Vladimir Putin Signs Law That Could Keep Him in Kremlin Until 2036

Vladimit Putin signs law that could keep him in Kremlin until 2036
Russian President Vladimir Putin attends a meeting with Japanese Prime Minister Shinzo Abe on the si...

Russian President Vladimir Putin has given final approval to the law that allows him to hold the presidential office for two additional six-year terms, opening the possibility for him to remain in power until 2036. According to a copy posted on the Government Legal Information Portal, the 68-year-old Russian leader, who has been in power for more than two decades now, signed the bill on Monday.

Putin proposed a change last year as part of the constitutional reform carried out by Russia in the number of votes in July. The Russian president, who has been in power longer than any other Kremlin leader since the Soviet Dictator Josef Stalin – said he would decide later whether he would run again in 2024 when his current six-year term of office was over.

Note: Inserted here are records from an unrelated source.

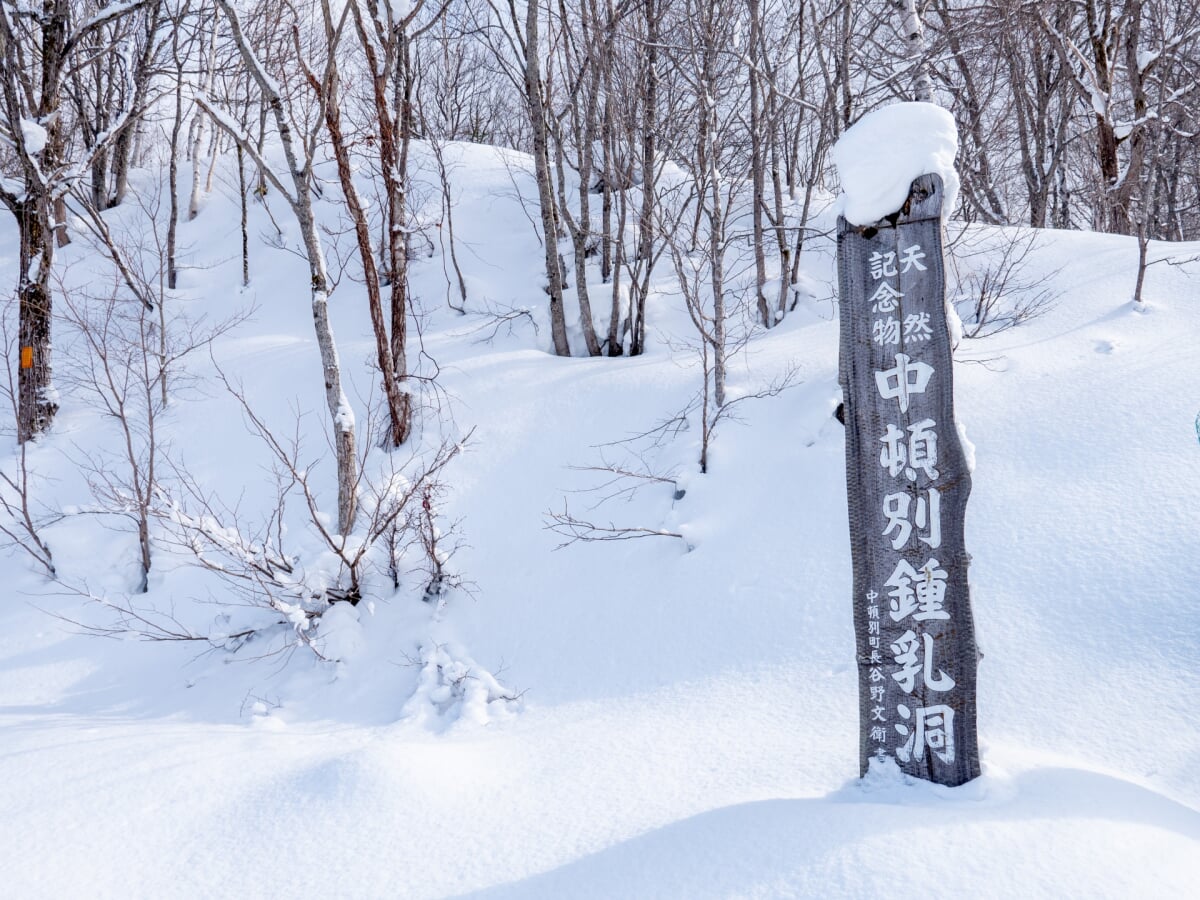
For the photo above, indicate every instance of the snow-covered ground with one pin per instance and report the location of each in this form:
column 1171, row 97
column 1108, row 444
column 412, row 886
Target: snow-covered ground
column 687, row 724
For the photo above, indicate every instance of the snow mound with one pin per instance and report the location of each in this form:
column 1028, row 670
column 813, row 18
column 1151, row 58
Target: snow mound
column 879, row 157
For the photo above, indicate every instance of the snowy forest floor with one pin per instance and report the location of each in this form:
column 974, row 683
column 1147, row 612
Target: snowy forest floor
column 687, row 723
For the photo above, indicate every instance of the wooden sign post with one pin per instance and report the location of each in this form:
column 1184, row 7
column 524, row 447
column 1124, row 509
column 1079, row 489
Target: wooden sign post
column 907, row 483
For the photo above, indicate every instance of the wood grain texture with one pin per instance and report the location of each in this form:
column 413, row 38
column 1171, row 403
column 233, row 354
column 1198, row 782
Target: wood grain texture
column 924, row 655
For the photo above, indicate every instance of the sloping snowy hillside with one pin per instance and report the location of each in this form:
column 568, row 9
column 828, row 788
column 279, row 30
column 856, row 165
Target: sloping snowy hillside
column 666, row 717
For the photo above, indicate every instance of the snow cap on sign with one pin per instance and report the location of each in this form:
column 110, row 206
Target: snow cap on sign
column 879, row 157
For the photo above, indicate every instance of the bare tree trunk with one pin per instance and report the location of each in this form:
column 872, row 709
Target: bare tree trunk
column 913, row 34
column 545, row 189
column 299, row 198
column 757, row 166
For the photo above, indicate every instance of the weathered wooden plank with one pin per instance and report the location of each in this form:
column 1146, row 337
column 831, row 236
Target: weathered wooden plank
column 907, row 483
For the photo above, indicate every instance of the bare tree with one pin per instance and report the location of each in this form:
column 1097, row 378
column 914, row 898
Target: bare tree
column 295, row 189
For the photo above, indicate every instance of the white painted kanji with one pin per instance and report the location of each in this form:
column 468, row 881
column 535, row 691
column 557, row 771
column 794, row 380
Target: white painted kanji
column 911, row 257
column 915, row 655
column 916, row 451
column 928, row 514
column 918, row 593
column 886, row 299
column 928, row 727
column 886, row 331
column 882, row 264
column 917, row 327
column 906, row 378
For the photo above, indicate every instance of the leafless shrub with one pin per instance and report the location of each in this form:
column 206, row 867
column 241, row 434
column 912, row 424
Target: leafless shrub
column 996, row 287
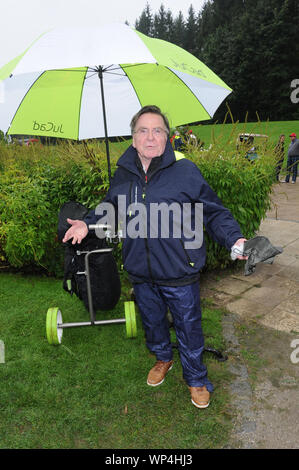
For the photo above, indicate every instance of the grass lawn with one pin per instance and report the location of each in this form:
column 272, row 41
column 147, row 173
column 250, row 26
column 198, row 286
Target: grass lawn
column 90, row 391
column 207, row 133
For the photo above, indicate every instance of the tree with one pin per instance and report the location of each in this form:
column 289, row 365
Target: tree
column 178, row 34
column 191, row 29
column 160, row 24
column 145, row 22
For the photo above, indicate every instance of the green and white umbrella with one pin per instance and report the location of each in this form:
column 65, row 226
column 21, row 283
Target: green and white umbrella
column 88, row 83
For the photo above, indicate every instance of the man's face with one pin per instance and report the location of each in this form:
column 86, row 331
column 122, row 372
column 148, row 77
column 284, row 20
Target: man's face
column 150, row 136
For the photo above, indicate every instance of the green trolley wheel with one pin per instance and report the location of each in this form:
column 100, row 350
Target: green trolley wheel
column 54, row 331
column 130, row 315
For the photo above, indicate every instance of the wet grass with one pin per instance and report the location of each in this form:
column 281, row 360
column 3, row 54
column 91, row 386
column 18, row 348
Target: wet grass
column 90, row 391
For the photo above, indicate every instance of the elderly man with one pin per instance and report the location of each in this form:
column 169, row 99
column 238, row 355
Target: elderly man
column 164, row 272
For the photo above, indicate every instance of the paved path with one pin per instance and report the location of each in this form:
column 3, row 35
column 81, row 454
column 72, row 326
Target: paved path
column 270, row 295
column 266, row 412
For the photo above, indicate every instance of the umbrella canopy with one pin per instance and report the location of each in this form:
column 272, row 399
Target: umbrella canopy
column 88, row 83
column 55, row 89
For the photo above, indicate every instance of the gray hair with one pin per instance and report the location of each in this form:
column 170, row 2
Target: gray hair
column 149, row 109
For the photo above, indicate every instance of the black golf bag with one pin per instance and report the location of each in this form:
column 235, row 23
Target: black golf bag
column 104, row 277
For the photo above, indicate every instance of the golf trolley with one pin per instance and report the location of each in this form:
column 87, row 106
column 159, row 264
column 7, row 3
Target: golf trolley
column 54, row 321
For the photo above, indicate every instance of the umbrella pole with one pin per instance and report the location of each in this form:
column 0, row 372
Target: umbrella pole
column 100, row 74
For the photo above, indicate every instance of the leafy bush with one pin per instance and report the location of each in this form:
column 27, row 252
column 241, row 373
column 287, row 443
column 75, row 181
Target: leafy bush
column 244, row 187
column 35, row 182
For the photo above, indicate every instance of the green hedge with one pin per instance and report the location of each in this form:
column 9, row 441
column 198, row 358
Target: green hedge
column 35, row 181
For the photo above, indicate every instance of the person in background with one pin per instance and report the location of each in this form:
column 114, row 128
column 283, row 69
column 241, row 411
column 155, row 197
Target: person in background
column 279, row 154
column 293, row 159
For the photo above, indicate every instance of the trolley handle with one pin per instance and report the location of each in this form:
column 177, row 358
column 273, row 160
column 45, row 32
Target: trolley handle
column 109, row 235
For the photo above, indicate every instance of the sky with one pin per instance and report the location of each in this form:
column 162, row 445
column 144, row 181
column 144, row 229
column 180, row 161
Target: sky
column 22, row 21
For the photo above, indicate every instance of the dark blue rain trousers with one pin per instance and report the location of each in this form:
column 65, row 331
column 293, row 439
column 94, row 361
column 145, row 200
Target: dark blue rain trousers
column 184, row 305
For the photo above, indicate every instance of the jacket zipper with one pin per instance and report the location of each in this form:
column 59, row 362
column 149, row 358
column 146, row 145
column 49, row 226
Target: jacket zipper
column 186, row 254
column 146, row 240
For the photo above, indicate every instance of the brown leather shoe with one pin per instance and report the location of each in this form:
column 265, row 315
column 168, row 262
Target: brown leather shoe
column 200, row 396
column 157, row 374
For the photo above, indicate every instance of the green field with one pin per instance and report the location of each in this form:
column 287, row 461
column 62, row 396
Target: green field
column 91, row 391
column 209, row 133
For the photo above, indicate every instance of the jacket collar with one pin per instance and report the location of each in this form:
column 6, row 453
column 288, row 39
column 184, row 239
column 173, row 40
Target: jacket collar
column 128, row 158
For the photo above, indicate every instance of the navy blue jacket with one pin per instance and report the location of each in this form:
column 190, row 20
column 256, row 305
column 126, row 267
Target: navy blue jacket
column 166, row 261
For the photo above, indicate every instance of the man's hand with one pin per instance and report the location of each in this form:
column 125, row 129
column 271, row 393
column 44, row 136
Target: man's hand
column 238, row 248
column 77, row 231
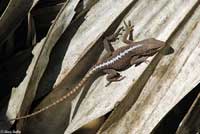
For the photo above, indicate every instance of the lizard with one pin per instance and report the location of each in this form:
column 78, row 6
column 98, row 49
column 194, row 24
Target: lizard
column 134, row 53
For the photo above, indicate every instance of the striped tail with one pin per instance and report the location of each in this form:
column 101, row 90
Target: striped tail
column 67, row 95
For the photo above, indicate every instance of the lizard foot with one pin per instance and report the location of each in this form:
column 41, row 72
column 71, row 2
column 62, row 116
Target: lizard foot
column 128, row 27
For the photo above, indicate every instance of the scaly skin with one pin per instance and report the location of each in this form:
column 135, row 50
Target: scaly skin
column 118, row 60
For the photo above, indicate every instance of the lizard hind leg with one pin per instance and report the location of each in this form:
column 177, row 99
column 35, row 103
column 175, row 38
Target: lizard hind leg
column 113, row 76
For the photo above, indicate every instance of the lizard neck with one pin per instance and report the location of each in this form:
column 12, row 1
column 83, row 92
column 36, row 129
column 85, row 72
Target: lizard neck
column 117, row 56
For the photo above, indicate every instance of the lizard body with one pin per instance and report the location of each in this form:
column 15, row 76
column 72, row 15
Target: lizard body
column 118, row 60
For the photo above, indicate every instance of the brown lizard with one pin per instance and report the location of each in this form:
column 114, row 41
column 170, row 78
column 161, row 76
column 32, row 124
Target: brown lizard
column 117, row 60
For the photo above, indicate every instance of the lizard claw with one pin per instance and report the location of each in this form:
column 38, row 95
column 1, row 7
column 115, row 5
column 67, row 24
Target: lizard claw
column 128, row 27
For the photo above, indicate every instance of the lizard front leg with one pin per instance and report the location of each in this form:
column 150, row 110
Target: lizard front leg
column 128, row 30
column 136, row 60
column 113, row 76
column 107, row 45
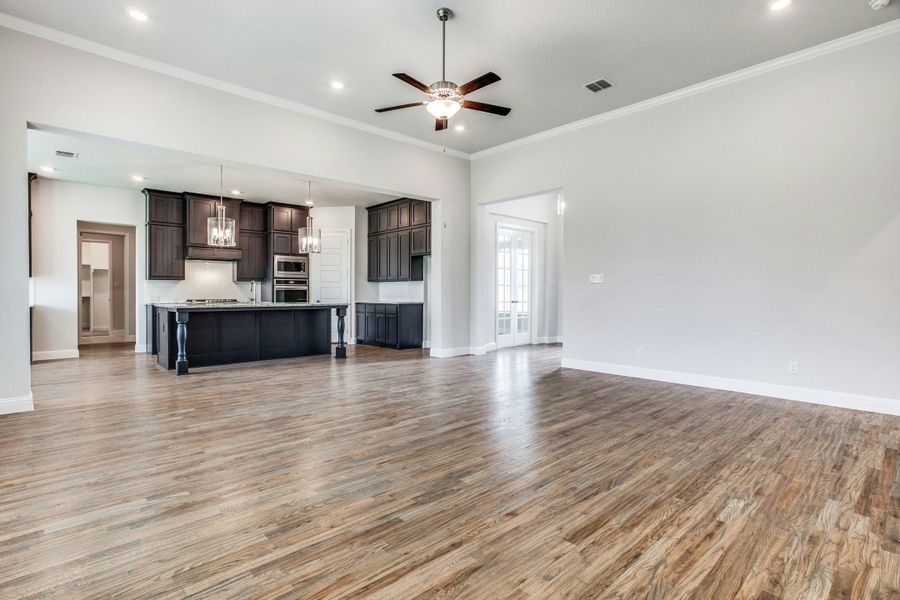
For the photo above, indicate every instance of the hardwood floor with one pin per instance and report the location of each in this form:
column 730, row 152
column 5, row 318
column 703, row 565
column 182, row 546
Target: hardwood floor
column 394, row 476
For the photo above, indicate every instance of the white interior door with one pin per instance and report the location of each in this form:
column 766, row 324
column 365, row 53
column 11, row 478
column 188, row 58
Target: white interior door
column 513, row 293
column 330, row 275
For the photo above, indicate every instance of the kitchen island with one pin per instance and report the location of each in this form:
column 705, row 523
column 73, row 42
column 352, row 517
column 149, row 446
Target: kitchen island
column 199, row 335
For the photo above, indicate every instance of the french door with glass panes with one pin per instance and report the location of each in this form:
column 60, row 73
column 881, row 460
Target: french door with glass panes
column 514, row 306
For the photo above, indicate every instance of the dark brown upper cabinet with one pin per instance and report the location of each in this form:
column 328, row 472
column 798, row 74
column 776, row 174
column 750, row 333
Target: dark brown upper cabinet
column 420, row 241
column 396, row 245
column 199, row 208
column 165, row 251
column 254, row 257
column 165, row 235
column 164, row 207
column 253, row 217
column 286, row 218
column 421, row 213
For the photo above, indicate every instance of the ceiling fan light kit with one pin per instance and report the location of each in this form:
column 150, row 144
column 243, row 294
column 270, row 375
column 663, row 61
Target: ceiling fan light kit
column 445, row 98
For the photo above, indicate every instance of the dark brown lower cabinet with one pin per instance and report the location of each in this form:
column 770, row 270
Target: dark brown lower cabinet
column 392, row 325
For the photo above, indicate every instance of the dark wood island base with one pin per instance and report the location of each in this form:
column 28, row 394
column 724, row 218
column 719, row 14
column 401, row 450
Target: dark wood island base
column 203, row 335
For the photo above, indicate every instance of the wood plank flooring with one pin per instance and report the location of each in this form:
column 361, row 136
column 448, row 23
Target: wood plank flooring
column 392, row 476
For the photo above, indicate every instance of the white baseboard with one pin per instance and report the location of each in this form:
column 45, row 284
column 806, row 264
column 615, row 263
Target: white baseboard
column 14, row 405
column 54, row 354
column 451, row 352
column 759, row 388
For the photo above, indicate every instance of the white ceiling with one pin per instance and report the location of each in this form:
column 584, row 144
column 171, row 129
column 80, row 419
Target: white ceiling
column 109, row 163
column 544, row 51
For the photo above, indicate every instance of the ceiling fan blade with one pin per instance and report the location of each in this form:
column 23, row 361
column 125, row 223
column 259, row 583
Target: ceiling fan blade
column 413, row 82
column 399, row 106
column 491, row 108
column 478, row 83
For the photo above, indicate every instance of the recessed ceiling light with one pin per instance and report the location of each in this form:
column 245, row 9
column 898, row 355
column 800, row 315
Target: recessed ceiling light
column 138, row 15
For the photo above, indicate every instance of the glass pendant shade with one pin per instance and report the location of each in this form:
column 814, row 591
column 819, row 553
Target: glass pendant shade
column 310, row 239
column 220, row 229
column 443, row 109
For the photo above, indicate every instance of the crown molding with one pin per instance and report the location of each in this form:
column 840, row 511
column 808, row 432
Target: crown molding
column 854, row 39
column 79, row 43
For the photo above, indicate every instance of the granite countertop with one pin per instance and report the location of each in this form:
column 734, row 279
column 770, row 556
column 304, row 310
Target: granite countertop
column 246, row 306
column 390, row 302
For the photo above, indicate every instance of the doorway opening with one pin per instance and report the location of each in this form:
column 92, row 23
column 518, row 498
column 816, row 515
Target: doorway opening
column 106, row 284
column 518, row 273
column 514, row 286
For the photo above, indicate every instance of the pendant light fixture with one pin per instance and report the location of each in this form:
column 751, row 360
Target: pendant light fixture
column 310, row 239
column 220, row 229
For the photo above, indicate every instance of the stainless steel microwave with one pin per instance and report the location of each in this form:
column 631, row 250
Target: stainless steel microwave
column 290, row 267
column 291, row 290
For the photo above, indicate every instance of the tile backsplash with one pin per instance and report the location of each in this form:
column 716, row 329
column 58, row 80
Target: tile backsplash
column 202, row 279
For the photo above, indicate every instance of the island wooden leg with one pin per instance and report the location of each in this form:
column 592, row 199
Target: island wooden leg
column 181, row 337
column 341, row 350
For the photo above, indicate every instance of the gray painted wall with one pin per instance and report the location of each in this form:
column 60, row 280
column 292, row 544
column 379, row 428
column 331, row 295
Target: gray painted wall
column 738, row 229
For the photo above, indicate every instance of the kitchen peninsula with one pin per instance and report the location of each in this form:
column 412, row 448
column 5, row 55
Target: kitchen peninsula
column 204, row 334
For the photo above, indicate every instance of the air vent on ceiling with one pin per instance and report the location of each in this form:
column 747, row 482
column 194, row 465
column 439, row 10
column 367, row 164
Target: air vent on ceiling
column 599, row 85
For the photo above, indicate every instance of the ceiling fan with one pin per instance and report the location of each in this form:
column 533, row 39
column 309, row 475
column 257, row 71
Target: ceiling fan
column 445, row 97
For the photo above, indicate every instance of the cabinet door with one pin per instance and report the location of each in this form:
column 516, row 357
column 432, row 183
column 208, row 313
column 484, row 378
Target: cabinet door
column 383, row 257
column 372, row 258
column 390, row 330
column 298, row 218
column 253, row 217
column 380, row 329
column 253, row 263
column 393, row 217
column 419, row 213
column 403, row 214
column 419, row 241
column 403, row 256
column 393, row 246
column 165, row 252
column 198, row 211
column 164, row 208
column 281, row 243
column 281, row 218
column 361, row 325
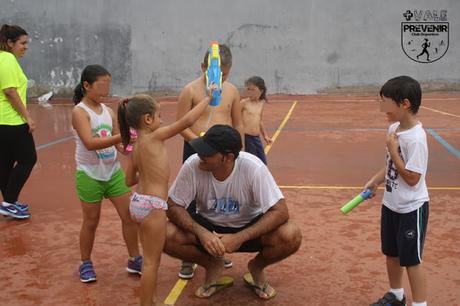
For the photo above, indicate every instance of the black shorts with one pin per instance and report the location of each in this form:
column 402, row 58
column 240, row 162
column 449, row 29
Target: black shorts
column 250, row 246
column 403, row 235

He argues that rearranging the terms needed to make his lieutenants focus on their work instead of “sped on their eyes in search of the chairman”. The Constitution’s amendment also emphasizes the superiority of Russia’s law over international norms and takes care of same-sex marriage.

Nearly 78 percent of voters agreed to constitutional amendments during the vote that lasted for a week and concluded on July 1. Reportedly, the turnaround remained 68 percent. Following the vote, Russian parliamentarians modified the national legislation, approving relevant laws.

Putin was first elected president in 2000 and served two terms consecutive four years term. His key ally Dmitry Medvedev took his place in 2008, which critics mated as a way around the limit of two consecutive terms for the president.

While in office, Medvedev signed a law to extend up to six years, starting with the next president. Putin then returned to the Kremlin in 2012 and won the re-election in 2018. “They think that if they succeed in deceiving human law, they will be able to deceive natural law,” wrote an opposition politician on Twitter.

The opposition has criticized the constitutional election in July because it was tarnished by a pressure report that alleged widespread voter fraud and irregularities and lack of transparency and obstacles that inhibit independent monitoring.

Since the voting, Russia has also imprisoned the most prominent opposition figure in the country, Alexey Navalny. Navalny, 44, was arrested in January after returning from Germany, where he spent five months recovering from a nerve agent’s poisoning. He blamed the attack on Kremlin. On the other hand, Putin’s government has refused the accusation. In February, Navalny was sentenced to two and a half years in prison for violating his probation provisions when recovering in the German capital, Berlin.